From the judgments of the Court of Appeals in the case at bar and
in the subsequent case of
People v. Roberts, 151 N.Y. 540,
there would appear to have been some difference of opinion in that
court upon the question whether his proper remedy was by direct
application
Page 168 U. S. 95
to the comptroller to cancel the sale or by action of ejectment
against the comptroller or the forest commissioners. But as that
court has uniformly held that he had a remedy, it is not for us to
determine what that remedy was under the local constitution and
laws.
It was also argued that the plaintiff in error was in possession
of the land, and could not be put to his action. But the decision
below that he was not in possession involved no federal question,
or any other question of law, but a mere inference of fact from the
evidence, which this Court is not authorized to review on writ of
error.
Dower v. Richards, 151 U.
S. 658;
Egan v. Hart, 165 U.
S. 188.
Judgment affirmed.
*
"An act to amend chapter four hundred and twenty-seven of the
Laws of Eighteen Hundred and Fifty-Five, entitled 'An act in
relation to the collection of taxes on lands of nonresidents and to
provide for the sale of such lands for unpaid taxes.'"
"Section 1. Section sixty-five of chapter four hundred and
twenty-seven of the Laws of Eighteen Hundred and Fifty-Five,
entitled 'An act in relation to the collection of taxes on lands of
nonresidents and to provide for the sale of such lands for unpaid
taxes,' is hereby amended so as to read as follows:"
"§ 65. Such conveyances shall be executed by the comptroller
under his hand and seal, and the execution thereof shall be
witnessed by the treasurer or deputy comptroller, and all such
conveyances that have been heretofore executed by the comptroller,
and all conveyances of the same lands by his grantee or grantees
therein named, after having been recorded for two years in the
office of the clerk of the county in which the lands conveyed
thereby are located, and all outstanding certificates of a tax sale
heretofore held by the comptroller that shall have remained in
force for two years after the last day allowed by law to redeem
from such sale shall, six months after this act takes effect, be
conclusive evidence that the sale and all proceedings prior
thereto, from and including the assessment of the land, and all
notices required by law to be given previous to the expiration of
the two years allowed by law to redeem, were regular and were
regularly given, published and served according to the provisions
of this act, and all laws directing or requiring the same or in any
manner relating thereto, and all other conveyances or certificates
heretofore or hereafter executed or issued by the comptroller,
shall be presumptive evidence of the regularity or all the said
proceedings and matters hereinbefore recited, and shall be
conclusive evidence thereof from and after the expiration of two
years from the date of recording such other conveyances, or of four
years from and after the date of issuing such other certificates.

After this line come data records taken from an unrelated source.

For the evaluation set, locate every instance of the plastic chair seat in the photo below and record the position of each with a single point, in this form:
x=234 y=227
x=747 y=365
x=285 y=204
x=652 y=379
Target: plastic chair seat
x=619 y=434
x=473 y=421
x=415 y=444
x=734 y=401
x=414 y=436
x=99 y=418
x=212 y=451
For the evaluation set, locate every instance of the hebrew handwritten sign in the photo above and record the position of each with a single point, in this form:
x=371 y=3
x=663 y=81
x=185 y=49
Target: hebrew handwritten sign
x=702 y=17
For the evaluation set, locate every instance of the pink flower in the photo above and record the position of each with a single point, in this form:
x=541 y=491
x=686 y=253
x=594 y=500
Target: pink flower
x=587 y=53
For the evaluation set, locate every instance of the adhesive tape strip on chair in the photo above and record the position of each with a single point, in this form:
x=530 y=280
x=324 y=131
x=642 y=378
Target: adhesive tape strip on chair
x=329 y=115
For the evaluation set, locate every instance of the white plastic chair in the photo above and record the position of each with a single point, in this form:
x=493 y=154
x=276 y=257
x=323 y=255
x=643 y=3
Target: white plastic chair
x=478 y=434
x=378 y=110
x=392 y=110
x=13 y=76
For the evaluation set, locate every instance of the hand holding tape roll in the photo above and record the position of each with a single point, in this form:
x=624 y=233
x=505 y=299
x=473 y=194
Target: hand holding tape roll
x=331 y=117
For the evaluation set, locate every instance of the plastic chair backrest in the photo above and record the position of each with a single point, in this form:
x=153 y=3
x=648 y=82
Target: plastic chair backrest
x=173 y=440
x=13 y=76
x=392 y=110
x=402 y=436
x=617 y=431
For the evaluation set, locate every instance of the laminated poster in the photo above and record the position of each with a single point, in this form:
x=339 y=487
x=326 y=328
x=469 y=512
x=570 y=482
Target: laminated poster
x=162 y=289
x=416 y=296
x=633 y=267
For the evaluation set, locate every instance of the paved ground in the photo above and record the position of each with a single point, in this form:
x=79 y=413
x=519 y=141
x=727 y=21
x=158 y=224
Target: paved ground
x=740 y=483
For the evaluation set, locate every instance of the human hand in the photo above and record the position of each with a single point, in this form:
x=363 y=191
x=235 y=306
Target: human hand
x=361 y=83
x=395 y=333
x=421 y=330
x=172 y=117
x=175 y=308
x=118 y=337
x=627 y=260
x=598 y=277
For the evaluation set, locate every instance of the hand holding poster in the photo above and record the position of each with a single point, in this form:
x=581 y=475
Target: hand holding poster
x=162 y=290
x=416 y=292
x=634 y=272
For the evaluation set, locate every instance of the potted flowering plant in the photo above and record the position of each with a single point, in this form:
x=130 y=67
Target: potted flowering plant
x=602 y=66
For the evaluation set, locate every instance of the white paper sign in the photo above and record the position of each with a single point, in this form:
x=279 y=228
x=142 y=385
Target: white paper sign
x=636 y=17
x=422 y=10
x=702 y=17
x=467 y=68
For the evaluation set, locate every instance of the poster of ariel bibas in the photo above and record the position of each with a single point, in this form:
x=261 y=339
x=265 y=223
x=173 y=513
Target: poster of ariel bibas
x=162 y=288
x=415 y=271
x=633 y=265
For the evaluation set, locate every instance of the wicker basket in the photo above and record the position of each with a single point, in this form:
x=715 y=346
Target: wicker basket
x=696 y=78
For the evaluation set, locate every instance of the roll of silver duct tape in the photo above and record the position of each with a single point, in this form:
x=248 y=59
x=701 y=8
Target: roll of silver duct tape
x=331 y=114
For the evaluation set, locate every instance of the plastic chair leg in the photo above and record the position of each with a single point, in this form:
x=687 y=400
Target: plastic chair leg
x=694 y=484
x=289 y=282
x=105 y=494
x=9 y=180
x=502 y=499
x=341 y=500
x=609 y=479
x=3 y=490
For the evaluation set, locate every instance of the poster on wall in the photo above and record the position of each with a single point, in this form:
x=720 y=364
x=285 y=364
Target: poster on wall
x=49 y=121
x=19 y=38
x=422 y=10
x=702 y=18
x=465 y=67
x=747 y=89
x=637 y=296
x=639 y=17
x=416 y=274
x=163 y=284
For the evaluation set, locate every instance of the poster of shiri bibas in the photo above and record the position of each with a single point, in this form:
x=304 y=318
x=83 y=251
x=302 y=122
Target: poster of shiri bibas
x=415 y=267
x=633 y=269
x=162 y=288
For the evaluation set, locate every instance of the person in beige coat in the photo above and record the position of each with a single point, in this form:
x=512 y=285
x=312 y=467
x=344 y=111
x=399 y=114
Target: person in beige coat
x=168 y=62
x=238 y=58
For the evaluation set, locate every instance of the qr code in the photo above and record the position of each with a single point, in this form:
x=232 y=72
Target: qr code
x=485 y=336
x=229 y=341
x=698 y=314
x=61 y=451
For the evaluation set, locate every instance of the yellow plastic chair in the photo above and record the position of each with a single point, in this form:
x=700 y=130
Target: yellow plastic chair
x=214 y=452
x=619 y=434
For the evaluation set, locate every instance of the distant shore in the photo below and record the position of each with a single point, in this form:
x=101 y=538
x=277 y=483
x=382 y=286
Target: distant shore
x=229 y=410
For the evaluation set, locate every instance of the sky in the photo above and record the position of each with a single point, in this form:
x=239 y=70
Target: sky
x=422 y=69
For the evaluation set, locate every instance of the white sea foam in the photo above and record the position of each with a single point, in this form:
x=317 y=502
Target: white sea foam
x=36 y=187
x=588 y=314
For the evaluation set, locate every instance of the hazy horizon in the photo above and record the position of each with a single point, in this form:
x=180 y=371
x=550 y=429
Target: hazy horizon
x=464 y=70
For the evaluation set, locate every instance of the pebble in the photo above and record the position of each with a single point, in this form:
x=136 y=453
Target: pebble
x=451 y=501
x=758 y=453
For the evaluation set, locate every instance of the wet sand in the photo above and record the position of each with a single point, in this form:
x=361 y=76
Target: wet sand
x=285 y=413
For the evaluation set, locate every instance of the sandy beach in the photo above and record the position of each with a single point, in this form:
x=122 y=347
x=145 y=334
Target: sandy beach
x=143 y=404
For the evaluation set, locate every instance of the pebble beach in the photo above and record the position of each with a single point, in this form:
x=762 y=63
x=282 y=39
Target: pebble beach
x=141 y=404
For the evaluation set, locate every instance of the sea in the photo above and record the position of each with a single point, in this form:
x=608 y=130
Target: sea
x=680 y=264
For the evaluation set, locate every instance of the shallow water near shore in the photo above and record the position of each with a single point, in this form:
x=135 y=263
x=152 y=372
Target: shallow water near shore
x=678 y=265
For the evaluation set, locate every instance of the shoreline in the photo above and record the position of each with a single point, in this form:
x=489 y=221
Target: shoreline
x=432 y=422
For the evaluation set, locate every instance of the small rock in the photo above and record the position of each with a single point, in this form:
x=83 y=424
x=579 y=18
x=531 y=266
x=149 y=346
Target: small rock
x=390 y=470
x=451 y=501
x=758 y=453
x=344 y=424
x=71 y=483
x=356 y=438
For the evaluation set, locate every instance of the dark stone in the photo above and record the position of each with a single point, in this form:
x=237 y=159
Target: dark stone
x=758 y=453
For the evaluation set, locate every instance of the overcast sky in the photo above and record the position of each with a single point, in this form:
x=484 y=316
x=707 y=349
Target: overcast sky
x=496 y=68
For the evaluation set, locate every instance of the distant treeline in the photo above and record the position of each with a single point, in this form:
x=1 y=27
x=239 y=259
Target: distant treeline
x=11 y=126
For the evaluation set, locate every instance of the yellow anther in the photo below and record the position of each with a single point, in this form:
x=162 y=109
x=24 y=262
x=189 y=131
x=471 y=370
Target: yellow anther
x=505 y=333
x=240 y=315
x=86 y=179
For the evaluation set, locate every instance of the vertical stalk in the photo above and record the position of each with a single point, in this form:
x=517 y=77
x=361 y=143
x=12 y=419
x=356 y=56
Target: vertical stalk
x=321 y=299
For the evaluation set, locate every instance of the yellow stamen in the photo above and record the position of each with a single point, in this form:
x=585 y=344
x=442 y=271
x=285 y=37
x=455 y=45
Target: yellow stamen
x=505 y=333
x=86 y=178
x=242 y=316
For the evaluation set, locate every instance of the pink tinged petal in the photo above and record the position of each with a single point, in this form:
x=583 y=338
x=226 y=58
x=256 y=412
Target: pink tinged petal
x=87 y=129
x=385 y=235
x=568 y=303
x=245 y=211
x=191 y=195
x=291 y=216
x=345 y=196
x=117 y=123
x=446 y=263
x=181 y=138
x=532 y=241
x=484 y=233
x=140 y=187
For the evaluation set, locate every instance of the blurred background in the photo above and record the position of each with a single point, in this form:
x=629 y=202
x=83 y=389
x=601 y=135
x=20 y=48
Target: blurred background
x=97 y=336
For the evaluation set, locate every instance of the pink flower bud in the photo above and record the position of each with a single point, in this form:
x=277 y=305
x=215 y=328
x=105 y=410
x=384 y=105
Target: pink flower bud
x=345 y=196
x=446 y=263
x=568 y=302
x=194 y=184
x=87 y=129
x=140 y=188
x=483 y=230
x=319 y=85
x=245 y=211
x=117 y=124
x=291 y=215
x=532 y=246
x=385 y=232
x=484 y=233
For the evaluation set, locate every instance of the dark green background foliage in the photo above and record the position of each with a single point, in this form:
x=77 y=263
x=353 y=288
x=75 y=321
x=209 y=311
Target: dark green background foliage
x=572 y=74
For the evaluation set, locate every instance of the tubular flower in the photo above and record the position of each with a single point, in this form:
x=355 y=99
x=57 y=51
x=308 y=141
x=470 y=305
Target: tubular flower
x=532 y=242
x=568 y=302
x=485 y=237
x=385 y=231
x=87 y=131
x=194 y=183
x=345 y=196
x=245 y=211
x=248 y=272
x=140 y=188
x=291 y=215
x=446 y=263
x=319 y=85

But all such conveyances and certificates and the taxes and tax
sales on which they are based shall be subject to cancellation, as
now provided by law, on a direct application to the comptroller, or
an action brought before a competent court therefor, by reason of
the legal payment of such taxes, or by reason of the levying of
such taxes by a town or ward having no legal right to assess the
land on which they are laid."
"§ 2. The provisions of this act are hereby made applicable only
to the following counties,
viz., Clinton, Delaware, Essex,
Franklin, Fulton, Greene, Hamilton, Herkimer, Lewis, Saratoga,
St.Lawrence, Sullivan, Ulster, Warren and Washington, but shall not
affect any action, proceeding or application pending at the time of
its passage; nor any action that shall be begun, proceeding taken
or application duly made within six months thereafter for the
purpose of vacating any tax sale or any conveyance or certificate
of sale made thereunder."
"§ 3. This act shall take effect immediately."